I am a self-employed electrician and like millions of Americans I get my health insurance through the ACA Marketplace (Connect for Health Colorado). In October 2023, I was working in Aurora. My stomach was off that day, but I kept drinking water and stayed busy hoping it would go away. Unfortunately, the pain got worse, so around 3 pm I decided to wrap it up. As I was driving home, the pain intensified to the point that I was rocking back and forth in my seat and feeling unsafe to drive. I needed to find an ER, so I searched “ER near me” and the closest one was a UC Health facility on the corner of Mississippi and Chambers. It felt like an accomplishment just making it into the parking lot.
I checked in, paid my expected $300 copay, and was sent back to a room where I laid on a hospital bed writhing in agony while doing my best to answer a multitude of questions. After about an hour and a half, they did a CT scan, and I was given an IV and some pain medication. It was something that was going to pass through my system, probably from something that I had eaten. I was in the ER for 2.5 hours and sent home.

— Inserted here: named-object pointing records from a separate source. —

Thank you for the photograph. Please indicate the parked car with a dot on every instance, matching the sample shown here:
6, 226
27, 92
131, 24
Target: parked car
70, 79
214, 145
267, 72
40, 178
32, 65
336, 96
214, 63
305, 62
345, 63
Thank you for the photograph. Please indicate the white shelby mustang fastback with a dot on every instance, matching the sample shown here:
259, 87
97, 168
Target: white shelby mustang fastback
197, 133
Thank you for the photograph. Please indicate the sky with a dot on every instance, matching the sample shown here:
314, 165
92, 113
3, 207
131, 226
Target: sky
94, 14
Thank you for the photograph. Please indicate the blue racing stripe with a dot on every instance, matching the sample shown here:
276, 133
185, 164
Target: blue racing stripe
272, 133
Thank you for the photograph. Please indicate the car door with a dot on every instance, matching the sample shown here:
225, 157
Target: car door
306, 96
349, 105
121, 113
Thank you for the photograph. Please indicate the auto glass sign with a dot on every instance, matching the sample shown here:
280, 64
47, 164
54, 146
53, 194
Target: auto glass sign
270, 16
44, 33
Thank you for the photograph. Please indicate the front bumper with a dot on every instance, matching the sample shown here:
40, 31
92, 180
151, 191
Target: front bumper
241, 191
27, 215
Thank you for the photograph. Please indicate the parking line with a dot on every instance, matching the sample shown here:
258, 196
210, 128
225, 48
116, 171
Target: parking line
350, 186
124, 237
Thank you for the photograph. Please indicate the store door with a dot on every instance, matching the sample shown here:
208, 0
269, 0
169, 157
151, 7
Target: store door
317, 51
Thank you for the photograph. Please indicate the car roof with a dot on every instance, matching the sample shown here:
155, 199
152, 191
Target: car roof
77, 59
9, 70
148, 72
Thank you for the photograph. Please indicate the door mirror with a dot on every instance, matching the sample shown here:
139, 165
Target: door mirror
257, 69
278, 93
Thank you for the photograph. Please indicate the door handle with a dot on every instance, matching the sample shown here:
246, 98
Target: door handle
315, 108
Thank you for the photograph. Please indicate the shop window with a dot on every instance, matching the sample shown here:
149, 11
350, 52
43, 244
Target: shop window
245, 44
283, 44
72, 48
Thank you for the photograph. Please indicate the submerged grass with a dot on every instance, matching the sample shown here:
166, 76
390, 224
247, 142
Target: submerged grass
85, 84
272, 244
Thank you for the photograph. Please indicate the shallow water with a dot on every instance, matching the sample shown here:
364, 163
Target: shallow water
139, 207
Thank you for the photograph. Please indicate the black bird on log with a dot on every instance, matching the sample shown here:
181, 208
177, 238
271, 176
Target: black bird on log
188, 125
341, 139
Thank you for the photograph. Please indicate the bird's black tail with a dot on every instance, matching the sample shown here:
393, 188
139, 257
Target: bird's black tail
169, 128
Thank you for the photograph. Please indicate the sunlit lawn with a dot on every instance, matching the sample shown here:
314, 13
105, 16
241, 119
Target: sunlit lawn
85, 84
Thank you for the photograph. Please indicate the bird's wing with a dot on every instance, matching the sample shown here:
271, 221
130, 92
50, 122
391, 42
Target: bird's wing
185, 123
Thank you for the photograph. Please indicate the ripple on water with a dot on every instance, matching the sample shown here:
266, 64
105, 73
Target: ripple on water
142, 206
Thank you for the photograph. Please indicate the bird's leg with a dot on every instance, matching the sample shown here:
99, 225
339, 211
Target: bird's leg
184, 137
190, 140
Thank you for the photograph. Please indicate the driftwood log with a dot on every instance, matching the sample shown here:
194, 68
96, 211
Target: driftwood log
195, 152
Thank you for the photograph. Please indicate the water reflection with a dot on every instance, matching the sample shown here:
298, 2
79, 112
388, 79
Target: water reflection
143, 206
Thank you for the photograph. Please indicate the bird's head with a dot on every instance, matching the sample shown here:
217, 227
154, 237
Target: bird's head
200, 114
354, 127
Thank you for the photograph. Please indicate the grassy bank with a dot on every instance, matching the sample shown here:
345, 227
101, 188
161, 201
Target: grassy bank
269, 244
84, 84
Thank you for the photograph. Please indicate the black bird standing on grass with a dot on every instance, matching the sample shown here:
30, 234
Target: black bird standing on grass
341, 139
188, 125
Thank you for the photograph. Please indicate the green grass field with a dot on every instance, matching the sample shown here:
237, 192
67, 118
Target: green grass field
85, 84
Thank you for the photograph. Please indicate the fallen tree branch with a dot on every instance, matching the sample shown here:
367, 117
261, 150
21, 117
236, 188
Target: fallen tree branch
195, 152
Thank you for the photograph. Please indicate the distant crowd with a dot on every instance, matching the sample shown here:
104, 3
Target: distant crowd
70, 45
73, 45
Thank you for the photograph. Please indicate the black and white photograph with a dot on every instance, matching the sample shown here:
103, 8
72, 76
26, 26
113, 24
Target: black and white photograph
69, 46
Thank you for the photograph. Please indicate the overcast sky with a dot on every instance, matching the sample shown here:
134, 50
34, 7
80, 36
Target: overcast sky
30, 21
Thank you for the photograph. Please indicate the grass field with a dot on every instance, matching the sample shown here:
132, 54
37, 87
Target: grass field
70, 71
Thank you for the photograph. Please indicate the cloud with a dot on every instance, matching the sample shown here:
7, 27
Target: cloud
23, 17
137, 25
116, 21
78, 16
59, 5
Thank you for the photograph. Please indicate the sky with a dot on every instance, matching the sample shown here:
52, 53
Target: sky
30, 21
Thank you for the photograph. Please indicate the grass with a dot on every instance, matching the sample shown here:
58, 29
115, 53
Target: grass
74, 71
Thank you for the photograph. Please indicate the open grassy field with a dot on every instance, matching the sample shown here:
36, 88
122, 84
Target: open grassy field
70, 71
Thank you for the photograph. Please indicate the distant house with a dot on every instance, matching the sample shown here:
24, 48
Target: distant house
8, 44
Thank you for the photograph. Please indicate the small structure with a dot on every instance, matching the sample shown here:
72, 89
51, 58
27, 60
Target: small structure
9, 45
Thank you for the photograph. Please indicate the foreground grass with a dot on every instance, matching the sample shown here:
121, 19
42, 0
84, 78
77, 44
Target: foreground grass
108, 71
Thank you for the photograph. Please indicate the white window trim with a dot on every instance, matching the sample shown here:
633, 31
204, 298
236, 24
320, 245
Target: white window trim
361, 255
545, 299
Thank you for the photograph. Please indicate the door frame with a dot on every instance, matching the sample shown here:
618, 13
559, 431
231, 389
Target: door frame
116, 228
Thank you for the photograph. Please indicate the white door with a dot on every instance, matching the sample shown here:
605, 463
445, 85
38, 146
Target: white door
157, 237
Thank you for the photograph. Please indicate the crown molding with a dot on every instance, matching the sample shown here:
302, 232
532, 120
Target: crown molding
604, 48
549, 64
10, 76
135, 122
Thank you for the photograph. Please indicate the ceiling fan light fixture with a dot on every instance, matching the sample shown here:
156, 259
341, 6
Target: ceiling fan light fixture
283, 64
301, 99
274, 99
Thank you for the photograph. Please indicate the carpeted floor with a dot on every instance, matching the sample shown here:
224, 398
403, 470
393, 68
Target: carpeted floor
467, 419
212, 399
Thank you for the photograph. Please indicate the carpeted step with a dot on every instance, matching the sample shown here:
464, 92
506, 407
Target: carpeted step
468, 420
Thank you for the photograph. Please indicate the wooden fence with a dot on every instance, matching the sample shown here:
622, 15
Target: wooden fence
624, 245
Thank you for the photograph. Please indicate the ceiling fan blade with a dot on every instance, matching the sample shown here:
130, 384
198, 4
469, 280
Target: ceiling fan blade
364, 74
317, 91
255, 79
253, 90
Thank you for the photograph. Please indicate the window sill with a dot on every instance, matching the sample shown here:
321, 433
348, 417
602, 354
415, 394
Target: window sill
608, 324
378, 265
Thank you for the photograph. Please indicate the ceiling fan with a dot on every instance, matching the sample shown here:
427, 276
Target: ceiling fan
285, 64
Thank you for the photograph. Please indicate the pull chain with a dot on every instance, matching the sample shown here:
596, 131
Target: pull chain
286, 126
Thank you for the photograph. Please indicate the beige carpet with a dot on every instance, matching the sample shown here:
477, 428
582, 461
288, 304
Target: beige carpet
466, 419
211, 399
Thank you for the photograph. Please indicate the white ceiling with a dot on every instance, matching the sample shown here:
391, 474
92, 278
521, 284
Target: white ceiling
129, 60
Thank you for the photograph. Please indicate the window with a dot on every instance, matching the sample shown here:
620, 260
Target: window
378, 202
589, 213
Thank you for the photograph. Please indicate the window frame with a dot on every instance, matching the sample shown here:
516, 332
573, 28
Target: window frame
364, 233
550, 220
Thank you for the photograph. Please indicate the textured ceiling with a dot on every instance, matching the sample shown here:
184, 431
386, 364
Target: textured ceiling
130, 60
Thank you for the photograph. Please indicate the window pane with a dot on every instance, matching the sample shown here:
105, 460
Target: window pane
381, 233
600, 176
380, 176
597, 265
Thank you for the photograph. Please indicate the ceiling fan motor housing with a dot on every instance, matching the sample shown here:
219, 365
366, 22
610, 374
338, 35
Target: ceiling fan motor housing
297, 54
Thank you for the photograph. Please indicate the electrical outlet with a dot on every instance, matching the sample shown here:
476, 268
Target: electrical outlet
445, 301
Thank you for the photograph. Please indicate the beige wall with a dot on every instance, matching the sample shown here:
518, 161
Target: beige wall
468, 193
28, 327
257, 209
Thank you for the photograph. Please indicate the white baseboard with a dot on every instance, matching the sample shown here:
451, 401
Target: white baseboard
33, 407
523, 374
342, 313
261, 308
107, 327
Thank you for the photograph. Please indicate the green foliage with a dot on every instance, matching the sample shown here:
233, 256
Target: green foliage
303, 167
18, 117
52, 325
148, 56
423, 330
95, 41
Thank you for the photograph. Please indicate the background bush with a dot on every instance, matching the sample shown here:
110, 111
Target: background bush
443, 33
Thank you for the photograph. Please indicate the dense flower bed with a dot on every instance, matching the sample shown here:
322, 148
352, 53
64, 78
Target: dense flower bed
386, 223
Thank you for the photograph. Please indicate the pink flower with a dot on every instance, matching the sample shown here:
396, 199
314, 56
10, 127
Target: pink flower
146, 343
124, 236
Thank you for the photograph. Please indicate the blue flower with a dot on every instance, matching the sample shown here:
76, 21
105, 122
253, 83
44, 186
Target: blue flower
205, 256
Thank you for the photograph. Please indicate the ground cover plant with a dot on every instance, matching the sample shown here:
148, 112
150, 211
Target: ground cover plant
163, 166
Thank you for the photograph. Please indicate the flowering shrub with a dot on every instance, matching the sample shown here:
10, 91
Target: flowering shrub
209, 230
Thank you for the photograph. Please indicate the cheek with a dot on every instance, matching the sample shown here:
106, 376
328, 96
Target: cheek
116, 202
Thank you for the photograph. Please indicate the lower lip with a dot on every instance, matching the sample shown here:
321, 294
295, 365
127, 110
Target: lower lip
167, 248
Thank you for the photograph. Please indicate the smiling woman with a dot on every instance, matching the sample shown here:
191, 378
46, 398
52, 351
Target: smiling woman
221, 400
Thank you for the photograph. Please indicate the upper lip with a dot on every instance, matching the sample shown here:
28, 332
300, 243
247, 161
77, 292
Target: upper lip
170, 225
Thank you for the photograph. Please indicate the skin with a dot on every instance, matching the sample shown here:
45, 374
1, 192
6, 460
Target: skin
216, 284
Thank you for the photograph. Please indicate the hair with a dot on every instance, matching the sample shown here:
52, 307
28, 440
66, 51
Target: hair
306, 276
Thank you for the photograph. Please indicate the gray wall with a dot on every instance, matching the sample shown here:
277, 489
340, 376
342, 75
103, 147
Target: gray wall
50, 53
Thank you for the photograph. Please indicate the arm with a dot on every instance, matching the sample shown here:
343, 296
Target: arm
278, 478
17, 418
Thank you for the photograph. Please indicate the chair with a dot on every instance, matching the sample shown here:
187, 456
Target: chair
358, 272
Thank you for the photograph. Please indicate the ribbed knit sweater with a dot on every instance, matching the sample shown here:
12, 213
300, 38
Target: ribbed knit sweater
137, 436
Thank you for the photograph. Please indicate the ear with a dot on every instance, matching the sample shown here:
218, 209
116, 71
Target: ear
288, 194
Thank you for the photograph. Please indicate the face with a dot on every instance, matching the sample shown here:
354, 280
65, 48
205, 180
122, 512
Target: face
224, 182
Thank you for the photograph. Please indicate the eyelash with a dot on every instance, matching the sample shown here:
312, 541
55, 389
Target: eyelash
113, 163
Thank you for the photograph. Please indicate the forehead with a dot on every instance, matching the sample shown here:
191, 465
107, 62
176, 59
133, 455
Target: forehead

A few weeks later I received a bill from CU Medicine for $1095. After insurance payments, my portion of the bill was $620. I called them and asked if this was the only bill that I was going to receive for the ER visit, and was told that “It could be”, but they “weren’t sure because they were only representing the doctors. There may be some facility charges as well, but those would be separate”. I gladly paid the $620 and hoped that was it.
It was not. The following February I received a bill from UC Health and an explanation of benefits (EOB) from Anthem. The total charges for my 2.5 hour ER visit totaled $24,382 and I was responsible for $3,881. That was a bit of a shocker.
I spent the next several months dealing with Anthem and UC Health to figure out why my bill was so high and why my portion was so much. Every conversation with Anthem felt automated, like they were reading from a script. One representative told me the coding was incorrect as it was billed as an “out-of-network” visit. We both thought that would help clarify and reduce my bill, but after two or three more follow-up calls with Anthem, the total bill was the same but my portion increased to $4,658. I spent so much time trying to figure out why my bill was so high, and was hit with a higher bill. Infuriating.
I decided to reach out to the Colorado Division of Insurance and the federal No Surprises desk in hopes that they could help. They looked into my bill and after a few months told me that I should be responsible for $3,881 ($4,181 minus my $300 copay). They couldn’t help me with the bill itself as they only regulate insurance, not medical providers. It was then I realized that apparently no one regulates medical providers.
So I took a closer look at the itemized bill from UC Health:
- CT scan – $14,025
- Emergency room – $6,965
- Ekg – $755
- IV/Injection – $1,780
- Labs (general) – $742
- Pharmacy – $115
These charges are obscene. In any non-emergency situation, I would have been able to schedule a CT scan for under $1,000. As a consumer, I am feeling price gouged and taken advantage of. Apparently, these facilities can charge whatever they want with no protections or recourse for the patient.
Our health care system is a mess. Insurance companies are nothing more than a gate keeper between you and the medical services you need, as they determine what care is covered for patients, and medical providers continue increasing their rates. The US is the only industrialized nation with a “for profit” healthcare system, where people die because they’re either denied coverage or can’t afford the costs associated with the care they need. This is wrong and it needs to change.